I prodded the noodles with my chopsticks, praying that they wouldn’t be the mushy preparation so many reviewers had complained of. They checked out – each strand had a springy body, and that was confirmed by the small test bite I took.
Oh, but the pork was where the magic was. Thinly sliced but with a gorgeous ribbed texture, each piece had just the right amount of give. I was surprised by the depth of flavour that the pieces held, selflessly imparting their sweet-and-savoury accents with each chew.
I tossed the noodles, coating them in the rich brown gravy with its tantalising aroma. That’s when my mouth really began to water. Eaten with the noodles, the broth added its own rendition of savoury pork deliciousness to the mix. It had a perfectly robust character and the hints of varied spices added a nice range of exotic flavour that had me slurping away.
Digging full-on into the noodles now, I was vindicated in my earlier assumption that they were springy. I love it when the oil makes them shiny and slippery– that’s the perfect way to be eaten, noodles! The al dente texture worked so well with its oil-soaked, sambal-smeared appearance. Note to spice wussies like me— the sambal is super spicy!
There were a few sprouts drowned in the broth. They added a nice crunch but the meagre quantity made it seem like they had accidentally fallen in (the Fishball Soup had arrived teeming with them). Floating nearby were 2 fishballs. They turned out to be supple with freshness and had a bold, decisively non-fishy taste which made them easy to eat on their own, too.

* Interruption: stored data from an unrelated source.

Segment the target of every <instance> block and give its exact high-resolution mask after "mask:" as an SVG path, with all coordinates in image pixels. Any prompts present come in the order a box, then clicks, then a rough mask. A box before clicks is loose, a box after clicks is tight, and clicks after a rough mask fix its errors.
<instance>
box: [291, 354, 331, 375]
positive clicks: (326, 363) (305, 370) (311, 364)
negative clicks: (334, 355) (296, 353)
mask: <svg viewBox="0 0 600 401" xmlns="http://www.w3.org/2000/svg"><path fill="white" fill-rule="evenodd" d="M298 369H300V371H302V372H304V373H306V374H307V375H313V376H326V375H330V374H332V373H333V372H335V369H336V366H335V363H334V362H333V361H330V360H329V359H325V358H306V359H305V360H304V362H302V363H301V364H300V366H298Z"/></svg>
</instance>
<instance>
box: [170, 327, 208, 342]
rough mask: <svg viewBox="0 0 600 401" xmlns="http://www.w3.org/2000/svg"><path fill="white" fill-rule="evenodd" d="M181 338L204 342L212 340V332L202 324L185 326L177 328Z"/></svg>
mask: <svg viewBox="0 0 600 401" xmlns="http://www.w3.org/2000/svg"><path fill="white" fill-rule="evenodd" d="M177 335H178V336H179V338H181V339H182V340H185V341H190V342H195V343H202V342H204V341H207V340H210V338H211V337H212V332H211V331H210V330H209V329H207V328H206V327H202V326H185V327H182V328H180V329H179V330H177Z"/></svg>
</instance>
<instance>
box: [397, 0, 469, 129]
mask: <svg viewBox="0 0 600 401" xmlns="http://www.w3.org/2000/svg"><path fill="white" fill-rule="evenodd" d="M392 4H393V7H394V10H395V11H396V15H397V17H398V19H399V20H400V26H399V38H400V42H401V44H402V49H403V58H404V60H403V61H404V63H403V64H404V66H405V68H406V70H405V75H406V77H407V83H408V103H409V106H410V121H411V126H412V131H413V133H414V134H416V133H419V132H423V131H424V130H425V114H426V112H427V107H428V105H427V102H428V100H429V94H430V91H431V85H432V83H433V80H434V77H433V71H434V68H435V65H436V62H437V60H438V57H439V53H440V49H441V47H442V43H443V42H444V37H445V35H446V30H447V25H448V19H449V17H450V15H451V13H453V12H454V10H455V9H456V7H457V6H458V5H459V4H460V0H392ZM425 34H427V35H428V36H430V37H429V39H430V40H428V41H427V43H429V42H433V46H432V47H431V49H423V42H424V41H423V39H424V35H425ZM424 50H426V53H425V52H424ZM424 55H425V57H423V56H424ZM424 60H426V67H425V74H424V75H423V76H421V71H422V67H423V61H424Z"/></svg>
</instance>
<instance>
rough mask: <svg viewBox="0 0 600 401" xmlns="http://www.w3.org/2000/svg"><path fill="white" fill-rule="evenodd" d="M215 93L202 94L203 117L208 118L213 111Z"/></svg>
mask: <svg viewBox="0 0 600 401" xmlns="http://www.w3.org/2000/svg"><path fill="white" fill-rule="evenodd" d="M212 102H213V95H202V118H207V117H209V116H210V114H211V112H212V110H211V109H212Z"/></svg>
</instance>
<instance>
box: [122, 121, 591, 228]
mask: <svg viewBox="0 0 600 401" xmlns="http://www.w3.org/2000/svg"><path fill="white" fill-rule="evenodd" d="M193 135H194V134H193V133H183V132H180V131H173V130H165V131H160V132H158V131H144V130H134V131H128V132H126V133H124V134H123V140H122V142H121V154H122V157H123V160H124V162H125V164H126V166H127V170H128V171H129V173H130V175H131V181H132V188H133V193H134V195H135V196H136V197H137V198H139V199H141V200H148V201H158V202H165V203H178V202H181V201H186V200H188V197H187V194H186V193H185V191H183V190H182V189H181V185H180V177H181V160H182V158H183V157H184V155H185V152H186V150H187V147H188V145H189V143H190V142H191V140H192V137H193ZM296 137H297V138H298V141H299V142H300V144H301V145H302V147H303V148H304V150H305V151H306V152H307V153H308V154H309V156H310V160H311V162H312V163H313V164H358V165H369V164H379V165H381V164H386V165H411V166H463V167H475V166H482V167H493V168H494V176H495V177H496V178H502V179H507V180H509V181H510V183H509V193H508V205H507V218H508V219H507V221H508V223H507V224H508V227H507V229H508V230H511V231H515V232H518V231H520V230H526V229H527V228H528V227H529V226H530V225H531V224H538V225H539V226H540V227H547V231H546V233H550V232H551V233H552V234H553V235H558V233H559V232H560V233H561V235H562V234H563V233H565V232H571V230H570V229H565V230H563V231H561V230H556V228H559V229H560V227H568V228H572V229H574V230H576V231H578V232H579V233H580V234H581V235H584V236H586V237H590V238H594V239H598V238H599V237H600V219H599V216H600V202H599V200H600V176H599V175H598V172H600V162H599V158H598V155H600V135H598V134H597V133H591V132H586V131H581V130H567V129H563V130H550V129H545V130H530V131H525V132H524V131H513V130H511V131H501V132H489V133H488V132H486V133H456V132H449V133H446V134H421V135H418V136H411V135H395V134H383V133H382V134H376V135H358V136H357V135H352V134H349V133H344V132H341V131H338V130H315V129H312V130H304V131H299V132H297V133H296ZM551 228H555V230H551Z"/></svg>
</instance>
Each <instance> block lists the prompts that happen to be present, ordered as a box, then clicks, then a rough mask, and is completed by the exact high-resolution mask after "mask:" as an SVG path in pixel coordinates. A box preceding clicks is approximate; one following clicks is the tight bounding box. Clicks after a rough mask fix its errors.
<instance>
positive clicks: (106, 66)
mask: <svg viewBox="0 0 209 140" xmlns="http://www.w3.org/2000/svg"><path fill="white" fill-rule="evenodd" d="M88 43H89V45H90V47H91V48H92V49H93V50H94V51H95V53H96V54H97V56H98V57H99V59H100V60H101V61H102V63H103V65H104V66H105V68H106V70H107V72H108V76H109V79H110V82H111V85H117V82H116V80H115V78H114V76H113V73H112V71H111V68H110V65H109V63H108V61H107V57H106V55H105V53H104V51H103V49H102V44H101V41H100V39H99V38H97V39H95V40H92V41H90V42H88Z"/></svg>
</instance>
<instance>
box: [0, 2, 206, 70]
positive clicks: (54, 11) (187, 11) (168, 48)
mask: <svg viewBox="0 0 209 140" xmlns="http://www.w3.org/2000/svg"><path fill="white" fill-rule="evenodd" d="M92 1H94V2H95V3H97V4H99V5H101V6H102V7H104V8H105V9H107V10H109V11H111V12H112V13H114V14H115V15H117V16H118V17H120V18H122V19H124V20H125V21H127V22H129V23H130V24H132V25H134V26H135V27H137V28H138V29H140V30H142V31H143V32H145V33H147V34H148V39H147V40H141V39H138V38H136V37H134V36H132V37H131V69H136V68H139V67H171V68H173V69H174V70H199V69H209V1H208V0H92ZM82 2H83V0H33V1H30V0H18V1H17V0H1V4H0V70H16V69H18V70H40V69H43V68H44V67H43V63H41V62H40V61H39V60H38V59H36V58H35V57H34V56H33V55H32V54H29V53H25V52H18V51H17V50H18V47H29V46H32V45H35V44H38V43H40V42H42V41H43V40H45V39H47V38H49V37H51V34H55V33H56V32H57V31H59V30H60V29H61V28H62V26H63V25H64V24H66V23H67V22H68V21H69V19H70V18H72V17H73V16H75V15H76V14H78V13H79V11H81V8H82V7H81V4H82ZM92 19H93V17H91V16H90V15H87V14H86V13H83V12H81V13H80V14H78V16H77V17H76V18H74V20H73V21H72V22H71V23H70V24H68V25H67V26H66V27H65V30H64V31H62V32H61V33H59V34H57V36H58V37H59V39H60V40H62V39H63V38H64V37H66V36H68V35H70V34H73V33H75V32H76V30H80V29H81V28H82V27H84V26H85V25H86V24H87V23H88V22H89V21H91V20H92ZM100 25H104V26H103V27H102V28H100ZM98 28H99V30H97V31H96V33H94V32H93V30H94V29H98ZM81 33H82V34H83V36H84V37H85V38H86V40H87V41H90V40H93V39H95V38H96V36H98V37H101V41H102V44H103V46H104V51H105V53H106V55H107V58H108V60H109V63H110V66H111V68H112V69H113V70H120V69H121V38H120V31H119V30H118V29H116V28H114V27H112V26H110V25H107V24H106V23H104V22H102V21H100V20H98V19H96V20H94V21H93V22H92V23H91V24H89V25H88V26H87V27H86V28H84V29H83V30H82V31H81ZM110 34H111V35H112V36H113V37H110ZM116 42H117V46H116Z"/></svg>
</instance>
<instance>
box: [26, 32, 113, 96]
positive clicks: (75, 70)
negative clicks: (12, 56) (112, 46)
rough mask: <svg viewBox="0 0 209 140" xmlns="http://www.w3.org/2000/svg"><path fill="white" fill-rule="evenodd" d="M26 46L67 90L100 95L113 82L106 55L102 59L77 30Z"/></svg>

Between the springy softness of the minced pork bits, soft-firm texture of the fishballs and crisp snap of the taugeh, I thoroughly enjoyed a refreshingly diverse mouthfeel spectrum.
While my focus was undoubtedly the mee pok, the Fishball Soup was the perfect accompaniment on that rainy day. 8 individual white spheres bobbed up and down around the bowl, and between them lay a marsh of taugeh. Crowning the bowl was a smattering of shallots.
I loved the soup! The ample serving of fishballs helped, too and, if you are a fan of healthy eating, the generous helping of sprouts paired with the fishballs makes this a very appealing alternative.
It’s always great when I can end another episode of the “worst-rated” series with a ‘but’. So, 132 Traditional Teochew Noodles may be one the worst-rated mee pok stalls that we could find but its 3.4-star rating is pretty accurate for the experience.
Their rendition of the classic dish is certainly more than decent. I found the portion size to be generous, too. I’m sad that I did not discover this mee pok stall sooner – from what I have read and heard, the original version was really something.
Part of the reason is that we did not encounter some of the most common reasons for the online complaints we read. Several reviewers have complained of an overpowering alkaline taste in the noodles and stale fishballs, but our experience was really the opposite.
Food notwithstanding, the human factor is as important and sometimes even more so. I believe this stall is missing out on a huge chunk of business because they lose out in this respect. If the pair manage to streamline the operation, it will be a win-win.
That said, quality food takes time and I don’t think 5 minutes per customer is too long for a good bowl of mee pok. Since I live nearby, I’m definitely planning to return!